TWEET THIS:

Evaluators must ask if DAC criteria are inclusive enough and respect under-privileged groups.
Evaluation must take into account new thinking that questions escalating consumption patterns.
Need to develop evaluation models that capture complexity to inform policy.

Have we reached a Copernican moment where we realize the 'earth isn’t flat', and our definitions and 'understanding of the world' need to be reset? Leaving aside jargon and methodological challenges, there are other good reasons to revisit the evaluation criteria we use.


Over the past 30 years, evaluation in the development field has gone through multiple cycles of questioning which method is better than another. But few in the development circles in which I have operated, have questioned the standard evaluation criteria that we use.

Many development institutions, including the World Bank, regional development banks, the UN, and bilateral aid agencies subscribe to what has come to be known as the DAC evaluation criteria. Specifically, there are five criteria – relevance, effectiveness, efficiency, impact, and sustainability; in short R/E/E/I/S – that underpin most evaluation systems in international development.  

Evaluation questions get framed around these criteria, and reports get written up using this language. But, many an evaluation struggles to implement these criteria in sincerity. Others are accused of using too much jargon as they report faithfully on these criteria. And often, the evaluations tend to leave readers with unanswered questions.

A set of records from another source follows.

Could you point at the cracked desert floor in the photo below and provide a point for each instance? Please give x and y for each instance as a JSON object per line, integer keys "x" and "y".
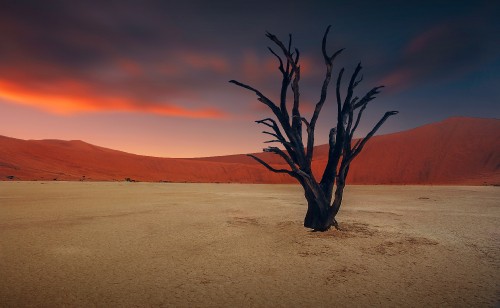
{"x": 84, "y": 244}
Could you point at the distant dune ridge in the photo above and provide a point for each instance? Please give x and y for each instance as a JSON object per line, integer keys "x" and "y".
{"x": 459, "y": 151}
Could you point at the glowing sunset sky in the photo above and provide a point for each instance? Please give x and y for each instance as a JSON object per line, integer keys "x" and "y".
{"x": 151, "y": 77}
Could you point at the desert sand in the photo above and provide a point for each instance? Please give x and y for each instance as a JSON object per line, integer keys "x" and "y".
{"x": 457, "y": 151}
{"x": 84, "y": 244}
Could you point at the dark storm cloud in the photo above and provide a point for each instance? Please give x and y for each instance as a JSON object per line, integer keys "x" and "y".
{"x": 444, "y": 52}
{"x": 146, "y": 55}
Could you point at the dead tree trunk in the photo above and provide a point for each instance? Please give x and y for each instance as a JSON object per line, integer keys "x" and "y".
{"x": 287, "y": 130}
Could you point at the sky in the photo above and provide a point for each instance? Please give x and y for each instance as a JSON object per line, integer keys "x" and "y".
{"x": 151, "y": 77}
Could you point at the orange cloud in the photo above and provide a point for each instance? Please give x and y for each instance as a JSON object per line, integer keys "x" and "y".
{"x": 70, "y": 100}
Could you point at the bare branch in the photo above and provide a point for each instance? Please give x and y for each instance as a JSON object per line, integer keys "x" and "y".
{"x": 305, "y": 122}
{"x": 339, "y": 98}
{"x": 360, "y": 113}
{"x": 368, "y": 97}
{"x": 352, "y": 85}
{"x": 281, "y": 68}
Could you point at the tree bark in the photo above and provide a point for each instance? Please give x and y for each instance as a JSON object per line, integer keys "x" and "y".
{"x": 287, "y": 131}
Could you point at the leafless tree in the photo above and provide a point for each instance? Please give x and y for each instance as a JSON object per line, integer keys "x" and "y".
{"x": 287, "y": 130}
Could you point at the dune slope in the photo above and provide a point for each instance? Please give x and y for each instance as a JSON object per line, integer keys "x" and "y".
{"x": 455, "y": 151}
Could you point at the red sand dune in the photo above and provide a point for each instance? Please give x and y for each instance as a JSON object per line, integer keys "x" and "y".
{"x": 456, "y": 151}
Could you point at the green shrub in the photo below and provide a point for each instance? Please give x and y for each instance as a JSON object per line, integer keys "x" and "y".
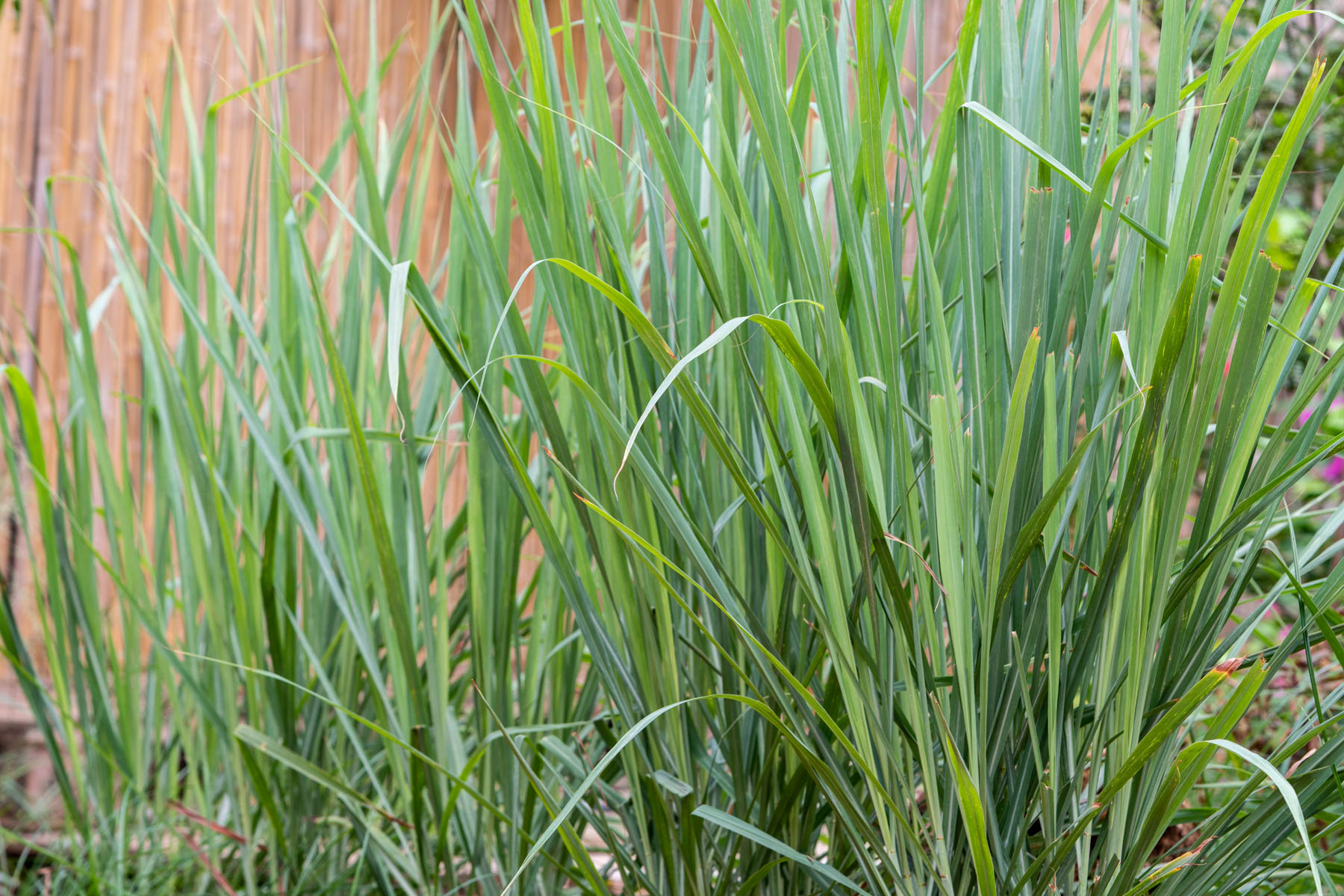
{"x": 909, "y": 479}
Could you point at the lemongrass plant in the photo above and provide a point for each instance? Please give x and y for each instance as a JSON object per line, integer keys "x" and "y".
{"x": 910, "y": 474}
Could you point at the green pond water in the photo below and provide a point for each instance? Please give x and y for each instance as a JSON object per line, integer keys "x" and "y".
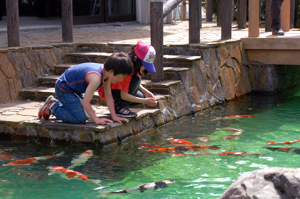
{"x": 124, "y": 165}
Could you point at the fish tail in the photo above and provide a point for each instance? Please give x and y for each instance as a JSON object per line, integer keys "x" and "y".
{"x": 60, "y": 154}
{"x": 214, "y": 147}
{"x": 97, "y": 182}
{"x": 104, "y": 194}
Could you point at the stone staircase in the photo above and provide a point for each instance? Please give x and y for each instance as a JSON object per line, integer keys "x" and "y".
{"x": 169, "y": 93}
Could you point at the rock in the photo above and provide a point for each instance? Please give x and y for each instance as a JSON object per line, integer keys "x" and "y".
{"x": 268, "y": 183}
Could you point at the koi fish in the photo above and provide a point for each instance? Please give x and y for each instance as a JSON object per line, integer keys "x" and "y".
{"x": 288, "y": 142}
{"x": 7, "y": 157}
{"x": 205, "y": 139}
{"x": 284, "y": 149}
{"x": 149, "y": 145}
{"x": 30, "y": 175}
{"x": 238, "y": 153}
{"x": 229, "y": 137}
{"x": 142, "y": 187}
{"x": 70, "y": 174}
{"x": 186, "y": 154}
{"x": 181, "y": 149}
{"x": 181, "y": 142}
{"x": 32, "y": 160}
{"x": 234, "y": 117}
{"x": 81, "y": 159}
{"x": 231, "y": 130}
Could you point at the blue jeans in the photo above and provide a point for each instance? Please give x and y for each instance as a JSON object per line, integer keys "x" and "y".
{"x": 275, "y": 14}
{"x": 69, "y": 108}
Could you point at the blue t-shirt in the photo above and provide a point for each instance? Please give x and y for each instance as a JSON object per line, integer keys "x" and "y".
{"x": 74, "y": 79}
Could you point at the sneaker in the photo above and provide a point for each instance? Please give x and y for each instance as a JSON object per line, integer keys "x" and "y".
{"x": 45, "y": 111}
{"x": 124, "y": 112}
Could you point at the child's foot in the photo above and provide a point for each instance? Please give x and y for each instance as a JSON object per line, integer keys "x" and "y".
{"x": 124, "y": 112}
{"x": 45, "y": 111}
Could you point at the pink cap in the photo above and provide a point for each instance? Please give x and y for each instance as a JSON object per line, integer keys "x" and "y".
{"x": 147, "y": 54}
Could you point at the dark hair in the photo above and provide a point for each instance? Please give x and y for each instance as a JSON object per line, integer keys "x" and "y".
{"x": 137, "y": 62}
{"x": 120, "y": 63}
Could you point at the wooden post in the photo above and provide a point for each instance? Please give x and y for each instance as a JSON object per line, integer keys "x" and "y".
{"x": 156, "y": 25}
{"x": 67, "y": 20}
{"x": 209, "y": 5}
{"x": 285, "y": 15}
{"x": 241, "y": 13}
{"x": 194, "y": 21}
{"x": 183, "y": 10}
{"x": 253, "y": 29}
{"x": 226, "y": 19}
{"x": 13, "y": 30}
{"x": 268, "y": 20}
{"x": 219, "y": 17}
{"x": 292, "y": 13}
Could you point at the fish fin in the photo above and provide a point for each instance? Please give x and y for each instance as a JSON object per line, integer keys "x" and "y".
{"x": 61, "y": 153}
{"x": 51, "y": 173}
{"x": 216, "y": 119}
{"x": 97, "y": 182}
{"x": 104, "y": 194}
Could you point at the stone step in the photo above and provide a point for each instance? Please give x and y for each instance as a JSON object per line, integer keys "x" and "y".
{"x": 19, "y": 120}
{"x": 41, "y": 93}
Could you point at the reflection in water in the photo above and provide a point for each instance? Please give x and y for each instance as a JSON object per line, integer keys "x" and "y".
{"x": 124, "y": 165}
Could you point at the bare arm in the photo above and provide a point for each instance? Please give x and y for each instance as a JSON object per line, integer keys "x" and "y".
{"x": 110, "y": 103}
{"x": 94, "y": 80}
{"x": 149, "y": 100}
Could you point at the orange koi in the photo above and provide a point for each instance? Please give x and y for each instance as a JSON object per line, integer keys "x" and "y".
{"x": 234, "y": 117}
{"x": 284, "y": 149}
{"x": 181, "y": 142}
{"x": 205, "y": 139}
{"x": 231, "y": 130}
{"x": 229, "y": 137}
{"x": 149, "y": 145}
{"x": 186, "y": 154}
{"x": 81, "y": 159}
{"x": 32, "y": 160}
{"x": 181, "y": 149}
{"x": 288, "y": 142}
{"x": 7, "y": 157}
{"x": 70, "y": 174}
{"x": 238, "y": 153}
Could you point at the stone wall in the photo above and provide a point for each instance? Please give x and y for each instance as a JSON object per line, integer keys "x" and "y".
{"x": 222, "y": 74}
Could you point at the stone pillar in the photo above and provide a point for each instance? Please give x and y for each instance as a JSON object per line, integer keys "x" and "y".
{"x": 12, "y": 15}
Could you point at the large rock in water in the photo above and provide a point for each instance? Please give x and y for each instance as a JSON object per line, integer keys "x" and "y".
{"x": 268, "y": 183}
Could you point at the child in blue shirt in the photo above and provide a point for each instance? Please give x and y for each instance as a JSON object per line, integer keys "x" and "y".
{"x": 85, "y": 79}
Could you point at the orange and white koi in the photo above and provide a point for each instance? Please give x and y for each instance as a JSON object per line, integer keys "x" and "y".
{"x": 181, "y": 142}
{"x": 81, "y": 159}
{"x": 142, "y": 187}
{"x": 229, "y": 137}
{"x": 148, "y": 145}
{"x": 205, "y": 139}
{"x": 70, "y": 174}
{"x": 32, "y": 160}
{"x": 7, "y": 157}
{"x": 284, "y": 149}
{"x": 181, "y": 149}
{"x": 234, "y": 117}
{"x": 187, "y": 154}
{"x": 231, "y": 130}
{"x": 288, "y": 142}
{"x": 237, "y": 153}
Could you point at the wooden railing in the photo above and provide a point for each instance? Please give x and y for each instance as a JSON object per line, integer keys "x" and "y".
{"x": 156, "y": 13}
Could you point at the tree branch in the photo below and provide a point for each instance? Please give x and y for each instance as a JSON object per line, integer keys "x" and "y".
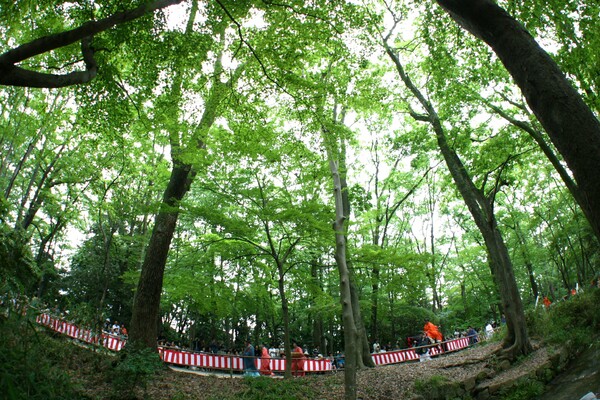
{"x": 11, "y": 75}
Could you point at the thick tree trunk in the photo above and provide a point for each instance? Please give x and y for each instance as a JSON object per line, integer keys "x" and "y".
{"x": 143, "y": 327}
{"x": 481, "y": 209}
{"x": 571, "y": 125}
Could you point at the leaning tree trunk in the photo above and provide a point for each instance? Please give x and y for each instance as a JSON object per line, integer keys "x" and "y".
{"x": 362, "y": 349}
{"x": 143, "y": 326}
{"x": 571, "y": 125}
{"x": 517, "y": 341}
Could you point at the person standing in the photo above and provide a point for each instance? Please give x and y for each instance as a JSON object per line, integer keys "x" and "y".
{"x": 265, "y": 361}
{"x": 422, "y": 347}
{"x": 432, "y": 331}
{"x": 489, "y": 331}
{"x": 472, "y": 335}
{"x": 249, "y": 366}
{"x": 297, "y": 360}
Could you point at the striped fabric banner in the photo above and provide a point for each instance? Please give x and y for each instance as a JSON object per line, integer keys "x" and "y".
{"x": 236, "y": 363}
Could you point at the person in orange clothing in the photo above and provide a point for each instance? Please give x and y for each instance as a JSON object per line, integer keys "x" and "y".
{"x": 265, "y": 361}
{"x": 432, "y": 331}
{"x": 547, "y": 302}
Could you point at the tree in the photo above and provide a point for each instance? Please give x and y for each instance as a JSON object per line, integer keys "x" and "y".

After nearly 15 years of adhering to the DAC evaluation criteria, is it time for a rethink? Have we reached a Copernican moment where we realize the “earth isn’t flat”, and our definitions and “understanding of the world” need to be reset? Leaving aside jargon and methodological challenges, there are other good reasons to revisit the evaluation criteria we use.

Values

As our societies develop, norms and values shift. While the evaluation criteria appear to be neutral and should be applied as such, they were formed by a set of values. The post-2015 agenda has declared its intention to be more inclusive, respecting under-privileged groups of people, which means we as evaluators need to reflect whether the criteria represent such diverse views. Being able to shape norms that are more inclusive of diversity rather than judge everyone through more limiting norms will be a necessity if 2030 is to become the world we want.

End Game

The adoption of the Sustainable Development Goals (SDGs) signal that we need to shift our understanding of development outcomes. Our development and economic models are premised on ever-increasing consumption. By contrast, the SDGs recognize that such consumption levels are unsustainable from an environmental, economic, and social point of view. This new commitment should lead to a paradigm shift around desirable development pathways that are not premised on escalating consumption patterns. Evaluation tools to unpack intrinsic impacts on consumption patterns will be needed to determine whether the world is evolving in desired ways.

Complexity

The world has become more complex, or rather: our ability to accept and understand complexity has increased. International development has relied on often linear and simplified logical frameworks or results chains that string inputs-activities-outputs-outcomes-impacts into a straight causal path. Development practitioners as much as evaluators know that development processes do not follow such linear assumptions. Instead, one action might cause a number of reactions that have effects in rather diverse ways. Hence,we need to develop evaluation models that capture the effects of complexity to inform policy-makers and practitioners about the actual effects of choices they make and actions they take (see excellent book on this topic by Jos Vaessen et al).

Technology 

The pace at which technology develops and influences lives has far-reaching effects on societies. Solutions to complex problems can be generated in un-thought of ways and often through unconventional networks of people. Information travels, is demanded, and influences large groups of people at a much faster and inter-connected pace than ever before. We are faced with an avalanche of data, a dearth of facts, and an ease of spreading (mis)information that has been unprecedented.  Evaluation can benefit from technology, be it to construct with greater ease models that reflect theories of change, help with data collection and processing, or sharing evaluation evidence with a much wider audience than before. But, it does so in an environment of multitudes of realities that may or may not lead to evidence-based decision-making, especially if a “post-fact” era were inevitable. 

Cost & Benefits 

Current considerations of efficiency, cost savings, or cost-benefit analyses are challenged to take long-term impacts into account. Something that appears efficient today, might have inadvertent devastating long-effects on natural resources or the social capital of communities. Likewise, the distribution of cost and benefits have been uneven, as witnessed by those who bear the brunt of eroded natural resources, or of development outcomes that benefit some groups in society and not others.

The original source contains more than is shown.